This invention relates in general to universal joint assemblies, such as are commonly used in drive train systems for vehicles. In particular, this invention relates to an improved structure for such a universal joint assembly that facilitates the precise co-axial alignment of the rotational center of a cross with the rotational center of an end fitting to minimize rotational imbalance.
Drive train systems are widely used for generating power from a source and for transferring such power from the source to a driven mechanism. Frequently, the source generates rotational power, and such rotational power is transferred from the source to a rotatably driven mechanism. For example, in most land vehicles in use today, an engine/transmission assembly generates rotational power, and such rotational power is transferred from an output shaft of the engine/transmission assembly through a driveshaft assembly to an input shaft of an axle assembly so as to rotatably drive the wheels of the vehicle. To accomplish this, a typical driveshaft assembly includes a hollow cylindrical driveshaft tube having a pair of end fittings, such as a pair of tube yokes, secured to the front and rear ends thereof. The front end fitting forms a portion of a front universal joint assembly that connects the output shaft of the engine/transmission assembly to the front end of the driveshaft tube. Similarly, the rear end fitting forms a portion of a rear universal joint assembly that connects the rear end of the driveshaft tube to the input shaft of the axle assembly. The front and rear universal joint assemblies provide a rotational driving connection from the output shaft of the engine/transmission assembly through the driveshaft tube to the input shaft of the axle assembly, while accommodating a limited amount of angular misalignment between the rotational axes of these three shafts.
Each of the universal joint assemblies typically includes a cross having a central body portion with four cylindrical trunnions extending outwardly therefrom. The trunnions are oriented in a single plane and extend at right angles relative to one another. A hollow cylindrical bearing cup is mounted on the end of each of the trunnions. Needle bearings or other friction-reducing structures are provided between the outer cylindrical surfaces of the trunnions and the inner cylindrical surfaces of the bearing cups to permit rotational movement of the bearing cups relative to the trunnions during operation of the universal joint. In the front universal joint assembly of the above-described driveshaft assembly, the bearing cups supported on the first opposed pair of the trunnions on a front cross are connected to the front end fitting of the driveshaft assembly, while the bearing cups supported on the second opposed pair of the trunnions on the front cross are connected to an end fitting secured to the output shaft of the engine/transmission assembly. Similarly, in the rear universal joint assembly of the above-described driveshaft assembly, the bearing cups supported on the first opposed pair of the trunnions on a rear cross are connected to the rear end fitting of the driveshaft assembly, while the bearing cups supported on the second opposed pair of the trunnions on the rear cross are connected to an end fitting secured to the input shaft of the axle assembly.

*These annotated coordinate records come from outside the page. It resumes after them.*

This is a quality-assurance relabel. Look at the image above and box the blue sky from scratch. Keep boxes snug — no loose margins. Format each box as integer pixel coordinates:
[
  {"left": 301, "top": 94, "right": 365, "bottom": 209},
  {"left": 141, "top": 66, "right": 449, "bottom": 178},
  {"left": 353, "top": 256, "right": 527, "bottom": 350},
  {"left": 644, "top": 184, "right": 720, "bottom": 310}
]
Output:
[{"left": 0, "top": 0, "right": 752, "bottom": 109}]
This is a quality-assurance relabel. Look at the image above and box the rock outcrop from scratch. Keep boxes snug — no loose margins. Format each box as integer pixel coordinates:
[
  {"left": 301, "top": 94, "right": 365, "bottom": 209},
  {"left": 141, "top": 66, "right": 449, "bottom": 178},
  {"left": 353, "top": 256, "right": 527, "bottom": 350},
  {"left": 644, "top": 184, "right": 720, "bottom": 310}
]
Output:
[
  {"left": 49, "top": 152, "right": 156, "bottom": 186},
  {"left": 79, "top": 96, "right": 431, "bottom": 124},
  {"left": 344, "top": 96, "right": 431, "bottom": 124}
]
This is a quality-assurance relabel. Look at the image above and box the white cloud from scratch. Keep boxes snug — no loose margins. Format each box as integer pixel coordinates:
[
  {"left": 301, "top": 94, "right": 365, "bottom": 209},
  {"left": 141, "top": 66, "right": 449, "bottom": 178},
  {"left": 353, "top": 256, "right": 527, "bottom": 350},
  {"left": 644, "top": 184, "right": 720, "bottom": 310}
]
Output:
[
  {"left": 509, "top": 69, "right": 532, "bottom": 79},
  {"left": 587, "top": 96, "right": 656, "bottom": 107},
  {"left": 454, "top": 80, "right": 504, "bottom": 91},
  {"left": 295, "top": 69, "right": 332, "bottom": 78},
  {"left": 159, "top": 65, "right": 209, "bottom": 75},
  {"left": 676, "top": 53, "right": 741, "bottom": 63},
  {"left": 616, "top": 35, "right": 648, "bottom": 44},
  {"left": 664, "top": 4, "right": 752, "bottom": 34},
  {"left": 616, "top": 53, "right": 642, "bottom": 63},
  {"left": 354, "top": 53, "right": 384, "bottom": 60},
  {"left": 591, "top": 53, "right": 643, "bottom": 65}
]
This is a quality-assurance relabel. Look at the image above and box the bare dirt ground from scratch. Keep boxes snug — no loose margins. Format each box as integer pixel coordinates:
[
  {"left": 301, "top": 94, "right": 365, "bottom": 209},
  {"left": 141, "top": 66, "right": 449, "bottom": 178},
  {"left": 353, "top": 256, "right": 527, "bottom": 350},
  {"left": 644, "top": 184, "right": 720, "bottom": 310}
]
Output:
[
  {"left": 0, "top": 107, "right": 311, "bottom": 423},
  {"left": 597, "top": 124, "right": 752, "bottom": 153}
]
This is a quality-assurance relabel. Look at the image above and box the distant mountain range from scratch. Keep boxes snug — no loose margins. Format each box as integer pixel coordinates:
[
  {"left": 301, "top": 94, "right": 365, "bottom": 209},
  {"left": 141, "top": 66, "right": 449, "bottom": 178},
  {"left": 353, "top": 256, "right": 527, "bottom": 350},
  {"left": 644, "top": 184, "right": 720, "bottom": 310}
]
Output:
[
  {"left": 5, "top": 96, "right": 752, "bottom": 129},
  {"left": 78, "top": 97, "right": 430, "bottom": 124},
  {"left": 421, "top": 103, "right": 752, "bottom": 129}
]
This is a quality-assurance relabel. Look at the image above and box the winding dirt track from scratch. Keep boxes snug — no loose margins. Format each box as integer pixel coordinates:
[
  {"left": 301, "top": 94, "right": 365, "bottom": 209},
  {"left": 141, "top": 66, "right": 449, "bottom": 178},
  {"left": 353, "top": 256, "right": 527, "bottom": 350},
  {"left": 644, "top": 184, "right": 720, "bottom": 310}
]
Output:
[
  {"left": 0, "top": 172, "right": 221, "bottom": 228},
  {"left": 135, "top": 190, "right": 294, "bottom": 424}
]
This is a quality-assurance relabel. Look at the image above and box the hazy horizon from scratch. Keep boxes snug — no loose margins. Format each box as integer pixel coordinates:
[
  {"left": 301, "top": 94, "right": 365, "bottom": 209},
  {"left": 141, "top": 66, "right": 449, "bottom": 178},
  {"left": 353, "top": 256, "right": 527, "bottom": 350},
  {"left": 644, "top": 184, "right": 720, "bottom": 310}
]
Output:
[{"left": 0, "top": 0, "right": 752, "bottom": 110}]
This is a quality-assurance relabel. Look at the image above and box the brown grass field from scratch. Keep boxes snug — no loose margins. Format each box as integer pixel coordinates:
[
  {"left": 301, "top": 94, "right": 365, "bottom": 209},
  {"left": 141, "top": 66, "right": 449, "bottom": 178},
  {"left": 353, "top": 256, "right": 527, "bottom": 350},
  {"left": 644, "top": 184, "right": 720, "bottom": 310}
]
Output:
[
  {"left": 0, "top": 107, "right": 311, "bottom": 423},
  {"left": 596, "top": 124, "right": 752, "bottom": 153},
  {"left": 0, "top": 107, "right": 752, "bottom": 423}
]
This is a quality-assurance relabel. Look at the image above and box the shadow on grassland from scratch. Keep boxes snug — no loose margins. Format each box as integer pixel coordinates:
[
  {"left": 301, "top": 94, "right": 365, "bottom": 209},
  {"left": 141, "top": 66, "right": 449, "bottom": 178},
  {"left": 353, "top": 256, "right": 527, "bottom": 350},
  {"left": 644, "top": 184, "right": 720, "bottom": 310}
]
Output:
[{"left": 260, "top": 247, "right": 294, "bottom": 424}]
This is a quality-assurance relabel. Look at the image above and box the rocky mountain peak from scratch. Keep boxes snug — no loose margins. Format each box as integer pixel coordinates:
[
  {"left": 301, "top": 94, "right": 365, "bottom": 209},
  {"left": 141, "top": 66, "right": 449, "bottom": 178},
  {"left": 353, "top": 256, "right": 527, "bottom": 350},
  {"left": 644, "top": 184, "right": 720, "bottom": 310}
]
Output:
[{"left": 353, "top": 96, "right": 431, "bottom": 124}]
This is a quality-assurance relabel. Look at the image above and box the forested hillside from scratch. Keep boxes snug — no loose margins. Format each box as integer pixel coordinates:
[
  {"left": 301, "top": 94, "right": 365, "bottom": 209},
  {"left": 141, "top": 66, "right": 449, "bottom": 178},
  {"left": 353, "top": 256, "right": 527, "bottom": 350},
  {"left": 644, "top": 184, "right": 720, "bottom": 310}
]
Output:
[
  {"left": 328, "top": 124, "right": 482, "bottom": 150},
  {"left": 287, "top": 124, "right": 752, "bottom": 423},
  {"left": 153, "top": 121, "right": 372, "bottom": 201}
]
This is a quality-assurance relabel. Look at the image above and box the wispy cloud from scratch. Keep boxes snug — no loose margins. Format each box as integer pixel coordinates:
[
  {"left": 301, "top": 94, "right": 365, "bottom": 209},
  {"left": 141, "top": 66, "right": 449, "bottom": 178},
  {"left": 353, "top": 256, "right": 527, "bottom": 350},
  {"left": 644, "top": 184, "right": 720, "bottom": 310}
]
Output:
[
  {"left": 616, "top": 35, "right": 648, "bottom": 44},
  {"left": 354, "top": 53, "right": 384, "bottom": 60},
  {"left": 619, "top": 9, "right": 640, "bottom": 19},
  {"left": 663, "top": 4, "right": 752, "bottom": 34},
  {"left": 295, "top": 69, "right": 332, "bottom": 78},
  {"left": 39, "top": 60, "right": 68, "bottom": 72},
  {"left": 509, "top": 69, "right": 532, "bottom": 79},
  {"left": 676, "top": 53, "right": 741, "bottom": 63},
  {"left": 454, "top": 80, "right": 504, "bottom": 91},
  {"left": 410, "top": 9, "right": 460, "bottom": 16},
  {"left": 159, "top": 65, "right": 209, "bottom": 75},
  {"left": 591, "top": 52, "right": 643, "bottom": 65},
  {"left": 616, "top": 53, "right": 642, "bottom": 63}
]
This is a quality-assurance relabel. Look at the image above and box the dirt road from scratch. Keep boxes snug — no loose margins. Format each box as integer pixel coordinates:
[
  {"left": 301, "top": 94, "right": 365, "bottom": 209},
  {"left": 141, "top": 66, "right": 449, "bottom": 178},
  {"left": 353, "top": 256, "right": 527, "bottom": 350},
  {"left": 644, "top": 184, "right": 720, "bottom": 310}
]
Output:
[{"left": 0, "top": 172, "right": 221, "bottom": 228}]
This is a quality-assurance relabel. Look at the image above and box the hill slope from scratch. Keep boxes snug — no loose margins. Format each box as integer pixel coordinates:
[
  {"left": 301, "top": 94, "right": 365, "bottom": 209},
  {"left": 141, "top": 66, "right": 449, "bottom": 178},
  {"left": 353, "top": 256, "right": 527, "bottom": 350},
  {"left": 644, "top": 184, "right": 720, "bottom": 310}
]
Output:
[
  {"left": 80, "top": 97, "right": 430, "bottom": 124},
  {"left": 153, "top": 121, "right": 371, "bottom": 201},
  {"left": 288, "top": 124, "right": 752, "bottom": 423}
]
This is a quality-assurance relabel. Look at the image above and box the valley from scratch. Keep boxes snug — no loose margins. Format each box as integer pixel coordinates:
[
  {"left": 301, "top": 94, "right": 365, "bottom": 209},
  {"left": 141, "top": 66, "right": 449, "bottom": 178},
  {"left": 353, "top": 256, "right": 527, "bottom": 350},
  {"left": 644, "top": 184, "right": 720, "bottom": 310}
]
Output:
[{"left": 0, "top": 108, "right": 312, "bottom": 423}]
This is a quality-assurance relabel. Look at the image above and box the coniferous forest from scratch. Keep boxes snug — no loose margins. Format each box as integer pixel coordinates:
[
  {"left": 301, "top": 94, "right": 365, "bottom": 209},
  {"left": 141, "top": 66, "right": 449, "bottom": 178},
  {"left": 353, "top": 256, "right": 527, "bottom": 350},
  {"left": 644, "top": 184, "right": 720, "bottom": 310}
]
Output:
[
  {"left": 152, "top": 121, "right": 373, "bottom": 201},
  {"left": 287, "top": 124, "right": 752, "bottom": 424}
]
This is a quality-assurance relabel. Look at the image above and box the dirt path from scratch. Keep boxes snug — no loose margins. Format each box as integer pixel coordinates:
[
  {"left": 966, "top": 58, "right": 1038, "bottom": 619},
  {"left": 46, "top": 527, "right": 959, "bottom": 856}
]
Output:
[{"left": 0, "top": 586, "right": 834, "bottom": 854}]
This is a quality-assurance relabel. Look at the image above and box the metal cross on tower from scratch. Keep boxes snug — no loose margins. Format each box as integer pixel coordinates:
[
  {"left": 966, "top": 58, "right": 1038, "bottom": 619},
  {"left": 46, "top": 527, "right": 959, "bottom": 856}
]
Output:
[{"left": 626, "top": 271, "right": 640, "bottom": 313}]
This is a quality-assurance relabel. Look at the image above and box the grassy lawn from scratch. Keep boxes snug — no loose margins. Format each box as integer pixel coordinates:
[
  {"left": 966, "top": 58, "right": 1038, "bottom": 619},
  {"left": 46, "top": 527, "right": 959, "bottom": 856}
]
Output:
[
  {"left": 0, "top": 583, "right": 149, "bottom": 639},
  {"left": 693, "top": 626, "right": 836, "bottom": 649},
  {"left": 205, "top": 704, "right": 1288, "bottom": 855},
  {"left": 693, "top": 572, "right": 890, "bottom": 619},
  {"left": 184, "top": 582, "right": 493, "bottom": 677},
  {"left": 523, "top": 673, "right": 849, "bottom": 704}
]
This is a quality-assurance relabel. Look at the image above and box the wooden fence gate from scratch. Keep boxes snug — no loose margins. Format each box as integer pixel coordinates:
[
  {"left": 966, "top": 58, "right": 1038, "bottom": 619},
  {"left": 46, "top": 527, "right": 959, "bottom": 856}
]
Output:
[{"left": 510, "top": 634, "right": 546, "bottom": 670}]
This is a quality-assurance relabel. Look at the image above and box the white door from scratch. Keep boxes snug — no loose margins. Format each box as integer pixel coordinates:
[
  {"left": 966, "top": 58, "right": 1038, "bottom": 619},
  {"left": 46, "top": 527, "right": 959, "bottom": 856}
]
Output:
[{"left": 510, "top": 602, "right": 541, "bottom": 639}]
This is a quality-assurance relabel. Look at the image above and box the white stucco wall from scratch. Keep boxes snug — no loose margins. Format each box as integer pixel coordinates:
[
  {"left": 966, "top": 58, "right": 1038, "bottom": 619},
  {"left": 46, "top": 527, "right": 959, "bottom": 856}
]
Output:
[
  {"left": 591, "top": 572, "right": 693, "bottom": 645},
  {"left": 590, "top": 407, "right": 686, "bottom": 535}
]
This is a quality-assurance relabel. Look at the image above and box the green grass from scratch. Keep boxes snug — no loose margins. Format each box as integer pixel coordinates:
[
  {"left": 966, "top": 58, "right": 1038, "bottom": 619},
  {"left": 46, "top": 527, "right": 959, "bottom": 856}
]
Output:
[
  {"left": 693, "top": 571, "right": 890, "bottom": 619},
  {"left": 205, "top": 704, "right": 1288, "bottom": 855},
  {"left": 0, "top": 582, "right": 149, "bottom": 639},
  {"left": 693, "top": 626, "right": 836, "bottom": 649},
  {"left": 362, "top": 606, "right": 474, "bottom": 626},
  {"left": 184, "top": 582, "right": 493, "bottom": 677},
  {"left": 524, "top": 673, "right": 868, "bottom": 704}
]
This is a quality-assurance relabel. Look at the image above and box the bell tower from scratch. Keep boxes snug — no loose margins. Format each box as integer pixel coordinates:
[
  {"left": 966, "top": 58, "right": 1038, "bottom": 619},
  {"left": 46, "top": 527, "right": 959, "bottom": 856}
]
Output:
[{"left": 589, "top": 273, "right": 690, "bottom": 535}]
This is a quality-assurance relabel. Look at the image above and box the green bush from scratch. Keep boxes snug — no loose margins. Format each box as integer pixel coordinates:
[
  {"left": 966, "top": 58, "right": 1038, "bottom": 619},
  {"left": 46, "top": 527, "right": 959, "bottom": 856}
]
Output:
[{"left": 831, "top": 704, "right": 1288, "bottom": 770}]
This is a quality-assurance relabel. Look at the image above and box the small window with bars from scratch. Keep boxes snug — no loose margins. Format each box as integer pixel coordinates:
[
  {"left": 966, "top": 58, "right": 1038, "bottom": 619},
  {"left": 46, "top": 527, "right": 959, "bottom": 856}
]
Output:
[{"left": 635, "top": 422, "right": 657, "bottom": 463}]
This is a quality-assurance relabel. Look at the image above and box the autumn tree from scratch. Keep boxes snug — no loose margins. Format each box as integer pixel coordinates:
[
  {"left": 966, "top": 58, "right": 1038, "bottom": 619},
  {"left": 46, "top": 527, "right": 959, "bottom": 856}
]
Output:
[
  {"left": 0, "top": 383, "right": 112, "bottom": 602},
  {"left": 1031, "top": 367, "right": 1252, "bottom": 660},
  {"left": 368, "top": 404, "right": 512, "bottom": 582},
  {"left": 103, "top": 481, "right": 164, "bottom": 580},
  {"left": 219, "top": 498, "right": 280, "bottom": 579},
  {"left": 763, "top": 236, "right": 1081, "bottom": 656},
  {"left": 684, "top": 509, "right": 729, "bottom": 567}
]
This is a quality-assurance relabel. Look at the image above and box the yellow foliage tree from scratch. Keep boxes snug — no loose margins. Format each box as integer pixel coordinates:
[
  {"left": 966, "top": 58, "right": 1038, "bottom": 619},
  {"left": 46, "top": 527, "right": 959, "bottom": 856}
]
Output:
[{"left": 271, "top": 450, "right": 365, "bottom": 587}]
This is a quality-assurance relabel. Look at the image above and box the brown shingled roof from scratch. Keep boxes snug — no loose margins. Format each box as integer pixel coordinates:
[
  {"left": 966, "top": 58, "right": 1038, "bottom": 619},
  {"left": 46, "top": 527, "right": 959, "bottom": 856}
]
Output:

In order for the driveshaft assembly to be properly balanced for rotation during use, it is important that the rotational center of the cross of the universal joint assembly be co-axially aligned with the rotational center of the end fitting to which it is connected (and, therefore, with the remainder of the driveshaft assembly) when there is no angular misalignment therebetween. Such co-axial alignment minimizes the overall amount of imbalance in the driveshaft assembly that may need to be corrected to prevent the generation of undesirable noise or vibration when the driveshaft assembly is rotated during use. In the past, the rotational center of the cross has been retained in co-axial alignment with the rotational center of the end fitting by mechanical retainers that were secured to the end fitting and abutted the bearing cups supported on the cross. A variety of such mechanical retainers are known in the art. In one known structure, the mechanical retainers are embodied as snap rings that are disposed in grooves machined in the inner surfaces of a pair of aligned openings formed through respective arms of the end fitting. The snap rings engage end surfaces provided on the bearing cups to retain them and the cross in position relative to the end fitting. In another known structure, the mechanical retainers are embodied as clips that are secured to the opposed outer surfaces of the arms of the end fittings. The spring clips also engage the end surfaces of the bearing cups to retain them and the cross in position relative to the end fitting.
Although these known mechanical retainers have been effective, it has been found that the stack-up of manufacturing tolerances of the various components can result in imprecise positioning of the rotational centers of the cross and the end fitting. As a result, it has been found that the overall amount of imbalance in the driveshaft assembly that may need to be corrected to prevent the generation of undesirable noise or vibration when the driveshaft assembly is rotated during use can be undesirable large. Accordingly, it would be desirable to provide an improved structure for a universal joint assembly that facilitates the precise co-axial alignment of the rotational centers of the cross and the end fitting.